Here is a book by a fascinating character from Oregon Trail and much later days, complete with an interesting Denny family inscription. The title is The Ox Team or the Old Oregon Trail. 1853-1906. The gift inscription is from C.S. Denny to Lenora Denny, cousins rather than direct descendants of Arthur Denny. In it, C.S. Denny says that author Ezra Meeker had made the trip to Oregon around the same time (two years later) as Arthur Denny and that he knew the Dennys of Seattle. This seems likely as Meeker also wrote a book about early days on Puget Sound. Meeker was a hardy man. He made the trip in 1853 by oxcart, and in 1906, as part of a movement to encourage preservation of the old trail, he made the journey by oxcart again. He repeated the feat in 1910, at the age of 80. Meeker would also make the trip by train, automobile, and finally by airplane. He lived to be 98. Item 122. $500.

Books from the Seattle Library of Robert Denny Watt

- By Michael Stillman

Cutting timber in Seattle's “pig-tail days.”

Not only did the collector's great-grandfather write a book, so did his aunt, whose library formed part of this collection.
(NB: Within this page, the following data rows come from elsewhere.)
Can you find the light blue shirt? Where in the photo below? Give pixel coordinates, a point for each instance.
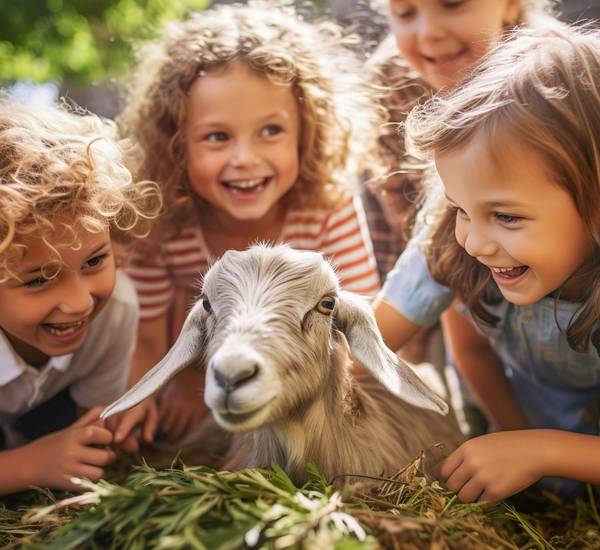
(556, 386)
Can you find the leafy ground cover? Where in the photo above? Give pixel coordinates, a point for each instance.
(198, 507)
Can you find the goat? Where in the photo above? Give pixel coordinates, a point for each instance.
(270, 327)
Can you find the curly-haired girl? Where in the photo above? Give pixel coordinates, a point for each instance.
(434, 45)
(68, 318)
(517, 239)
(254, 123)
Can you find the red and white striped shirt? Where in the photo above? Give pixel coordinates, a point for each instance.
(342, 235)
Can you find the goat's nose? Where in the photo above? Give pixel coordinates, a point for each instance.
(231, 380)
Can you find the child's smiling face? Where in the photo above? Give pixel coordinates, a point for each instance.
(43, 317)
(242, 141)
(443, 39)
(514, 219)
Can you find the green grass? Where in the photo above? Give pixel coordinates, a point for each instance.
(197, 508)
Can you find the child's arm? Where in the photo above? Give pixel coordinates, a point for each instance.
(52, 460)
(498, 465)
(482, 369)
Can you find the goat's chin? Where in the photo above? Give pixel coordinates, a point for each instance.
(244, 422)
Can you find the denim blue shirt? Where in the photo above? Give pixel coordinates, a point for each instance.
(556, 386)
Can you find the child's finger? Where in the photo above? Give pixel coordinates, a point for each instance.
(130, 445)
(471, 491)
(150, 425)
(91, 416)
(95, 435)
(450, 464)
(93, 473)
(166, 419)
(179, 426)
(97, 457)
(126, 424)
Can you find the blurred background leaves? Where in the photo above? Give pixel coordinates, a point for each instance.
(82, 41)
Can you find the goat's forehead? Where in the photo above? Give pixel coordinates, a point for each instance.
(285, 271)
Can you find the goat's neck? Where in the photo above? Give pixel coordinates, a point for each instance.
(319, 425)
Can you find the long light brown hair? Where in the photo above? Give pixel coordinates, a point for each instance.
(339, 120)
(543, 88)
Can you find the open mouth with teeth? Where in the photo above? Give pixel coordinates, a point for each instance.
(246, 186)
(66, 330)
(507, 275)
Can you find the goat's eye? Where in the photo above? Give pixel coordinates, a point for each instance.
(326, 305)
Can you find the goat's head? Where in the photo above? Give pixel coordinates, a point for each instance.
(264, 326)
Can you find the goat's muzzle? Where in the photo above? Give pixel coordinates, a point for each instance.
(238, 389)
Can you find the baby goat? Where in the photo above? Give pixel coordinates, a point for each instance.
(270, 327)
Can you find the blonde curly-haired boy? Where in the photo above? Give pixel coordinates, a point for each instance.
(68, 318)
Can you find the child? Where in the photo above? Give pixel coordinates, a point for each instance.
(437, 43)
(68, 319)
(518, 151)
(253, 122)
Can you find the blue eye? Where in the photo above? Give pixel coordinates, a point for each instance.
(216, 137)
(326, 305)
(96, 261)
(507, 218)
(36, 283)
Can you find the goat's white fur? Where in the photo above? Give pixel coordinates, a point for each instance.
(278, 370)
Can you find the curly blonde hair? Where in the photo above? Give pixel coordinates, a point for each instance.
(59, 166)
(543, 88)
(339, 120)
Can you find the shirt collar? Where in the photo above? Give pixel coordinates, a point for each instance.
(12, 365)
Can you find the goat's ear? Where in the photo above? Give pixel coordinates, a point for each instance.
(188, 349)
(354, 317)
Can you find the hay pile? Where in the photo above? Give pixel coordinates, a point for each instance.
(197, 507)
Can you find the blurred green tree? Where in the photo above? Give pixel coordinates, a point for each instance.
(82, 41)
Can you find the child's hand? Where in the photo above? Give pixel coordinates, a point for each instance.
(72, 452)
(181, 403)
(145, 414)
(494, 466)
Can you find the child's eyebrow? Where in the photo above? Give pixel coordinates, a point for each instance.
(100, 248)
(500, 203)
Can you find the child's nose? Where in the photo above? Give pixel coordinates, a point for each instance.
(478, 244)
(430, 27)
(243, 154)
(76, 299)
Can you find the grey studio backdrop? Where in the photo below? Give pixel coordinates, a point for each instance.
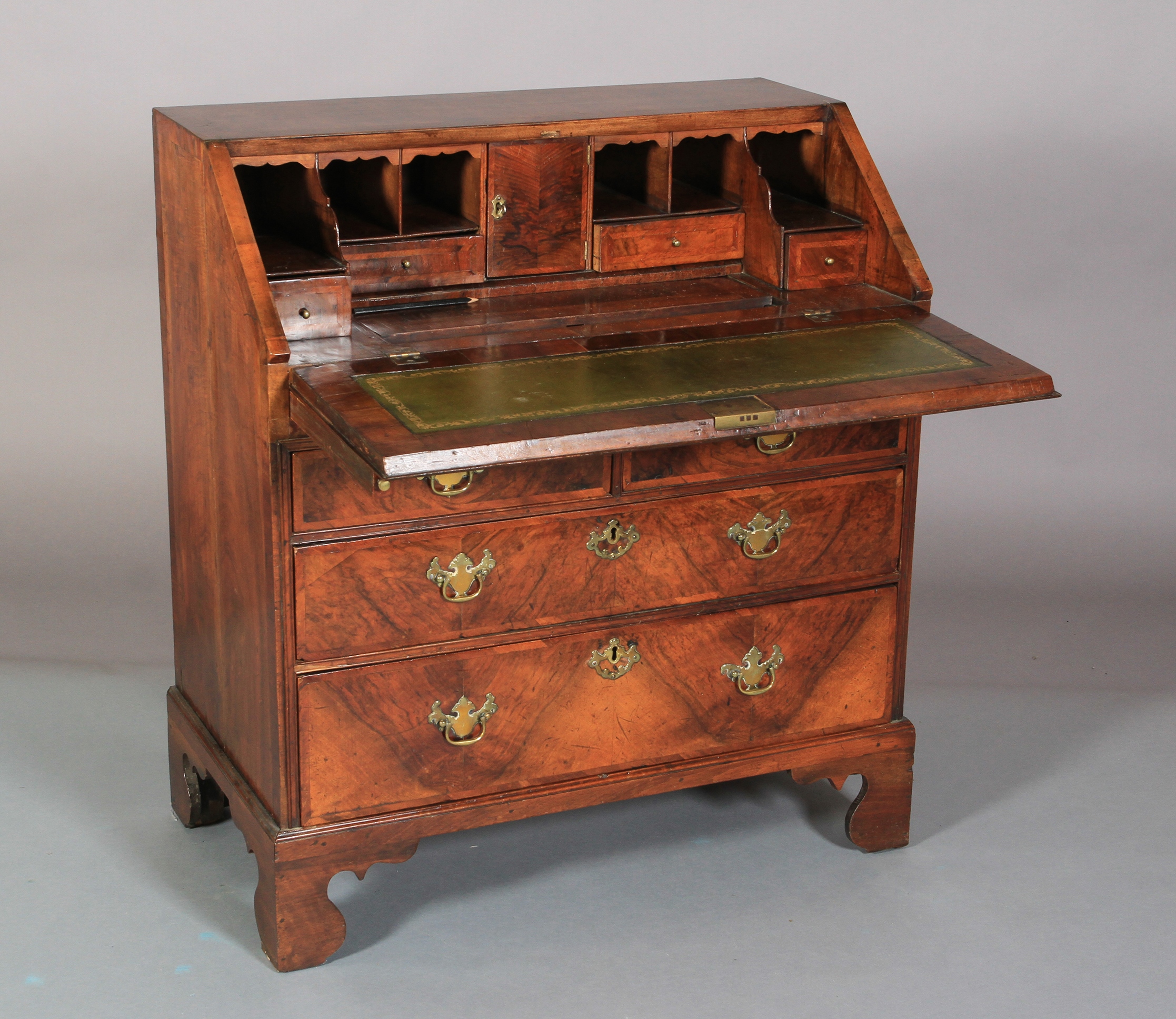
(1029, 149)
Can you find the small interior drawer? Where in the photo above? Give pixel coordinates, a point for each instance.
(315, 308)
(759, 455)
(676, 241)
(825, 259)
(326, 496)
(416, 265)
(366, 743)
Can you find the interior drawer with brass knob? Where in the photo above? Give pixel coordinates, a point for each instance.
(416, 265)
(676, 241)
(825, 259)
(313, 308)
(765, 454)
(474, 723)
(380, 594)
(326, 496)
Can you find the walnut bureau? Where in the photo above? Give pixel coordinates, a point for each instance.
(533, 451)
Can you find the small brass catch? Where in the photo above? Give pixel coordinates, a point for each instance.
(750, 676)
(453, 483)
(613, 661)
(614, 542)
(466, 718)
(761, 537)
(775, 442)
(463, 581)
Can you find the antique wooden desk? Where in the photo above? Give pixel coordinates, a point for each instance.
(532, 451)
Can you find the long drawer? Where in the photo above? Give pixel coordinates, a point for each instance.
(474, 580)
(367, 744)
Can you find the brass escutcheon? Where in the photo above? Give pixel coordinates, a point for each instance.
(463, 578)
(613, 661)
(614, 542)
(750, 676)
(466, 718)
(775, 442)
(452, 483)
(761, 537)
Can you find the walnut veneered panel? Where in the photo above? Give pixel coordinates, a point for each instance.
(742, 457)
(677, 241)
(326, 496)
(366, 745)
(542, 193)
(373, 595)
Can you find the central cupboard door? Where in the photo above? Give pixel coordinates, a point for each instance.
(539, 218)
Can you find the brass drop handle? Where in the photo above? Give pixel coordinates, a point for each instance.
(463, 580)
(613, 661)
(775, 443)
(760, 537)
(614, 542)
(748, 676)
(459, 728)
(452, 483)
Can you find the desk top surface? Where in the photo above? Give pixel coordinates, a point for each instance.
(475, 109)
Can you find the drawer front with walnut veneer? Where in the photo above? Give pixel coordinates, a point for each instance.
(326, 496)
(374, 595)
(812, 665)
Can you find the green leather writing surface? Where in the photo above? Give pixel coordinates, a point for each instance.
(467, 395)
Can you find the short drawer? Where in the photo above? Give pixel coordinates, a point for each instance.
(375, 594)
(315, 308)
(366, 743)
(760, 455)
(825, 259)
(326, 496)
(715, 238)
(416, 265)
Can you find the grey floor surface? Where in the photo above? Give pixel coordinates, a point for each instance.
(1039, 882)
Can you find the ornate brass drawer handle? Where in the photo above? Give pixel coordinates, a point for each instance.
(452, 483)
(750, 676)
(613, 661)
(459, 728)
(775, 443)
(614, 542)
(761, 537)
(463, 581)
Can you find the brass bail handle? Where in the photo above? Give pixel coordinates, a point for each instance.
(465, 721)
(614, 541)
(760, 537)
(775, 443)
(452, 483)
(750, 675)
(613, 661)
(461, 581)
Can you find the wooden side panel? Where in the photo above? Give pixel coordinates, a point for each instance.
(373, 595)
(741, 457)
(545, 227)
(367, 745)
(217, 319)
(326, 496)
(854, 186)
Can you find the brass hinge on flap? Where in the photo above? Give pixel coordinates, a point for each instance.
(744, 412)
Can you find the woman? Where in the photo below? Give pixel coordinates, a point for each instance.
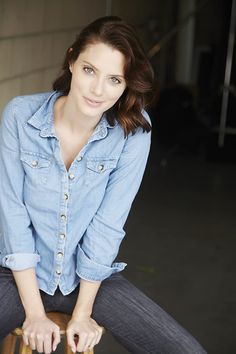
(72, 161)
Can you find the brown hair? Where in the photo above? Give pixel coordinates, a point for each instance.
(138, 72)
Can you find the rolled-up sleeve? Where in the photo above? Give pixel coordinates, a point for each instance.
(101, 241)
(17, 245)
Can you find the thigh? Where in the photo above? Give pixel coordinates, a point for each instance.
(12, 313)
(138, 323)
(11, 309)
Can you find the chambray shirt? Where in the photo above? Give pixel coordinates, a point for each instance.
(66, 224)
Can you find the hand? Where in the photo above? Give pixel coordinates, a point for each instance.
(88, 331)
(41, 334)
Item 24 is Pig-Tail Days in Old Seattle, a 1937 title by Sophie Frye Bass. Ms. Bass was a granddaughter of Seattle founder Arthur Denny. Item 24. $350.

Item 107 is William I. Marshall's Acquisition of Oregon and the Long Suppressed Evidence about Marcus Whitman, published in 1911. Whitman was a Protestant missionary who set up a mission to the Cayuse Indians in what is now eastern Washington in 1836. He developed excellent relations with the locals. He returned east a few years later, but carved out a route back in 1843. It became the trail tens of thousands would follow to Oregon in the years ahead. Unfortunately, the immigrants brought diseases to which the Indians had no immunity. An outbreak of measles decimated the Cayuse, particularly wiping out their children. Since its impact was much less on the European immigrants, the Cayuse became very suspicious of their guests, and in 1847 acted out their suspicions by attacking and killing Whitman, his wife, and many others with them. As to what is the evidence about Whitman that was suppressed, I don't know (naturally enough as it was suppressed). $350.

Item 56 is one of those books not related to the Northwest. Rather, it is a collection of essays, gathered together by E.N. Elliott and published in 1860, on the subject of slavery. As Elliott notes, “there is a great wrong somewhere.” However, that wrong, in Elliott's eyes, was not slavery. He devotes 908 pages to showing how benign the institution is in Cotton is King, and Pro-Slavery Arguments. In a delusional attempt to defend the practice, Elliott maintains that slavery, as practiced in the South, is nothing like the cruel practice of earlier times. Rather, it is a system of mutual benefit to slave and master alike, sort of like being a paid servant, except this is a mutually beneficial arrangement in which the slave is obligated to take part. It is kind of the slave's moral duty to participate. The slave is not “property,” since he is entitled to care, protection, subsistence, counsel and guidance. Meanwhile, the master is “the sole arbiter in all his [the slave's] wrongs and difficulties, and as a merciful judge and dispenser of law to award the penalty of his misdeeds.” The slave, of course, did not get to award penalties for the master's misdeeds. Elliott obviously not only had a different definition of “slavery,” but of “merciful” as well. $45.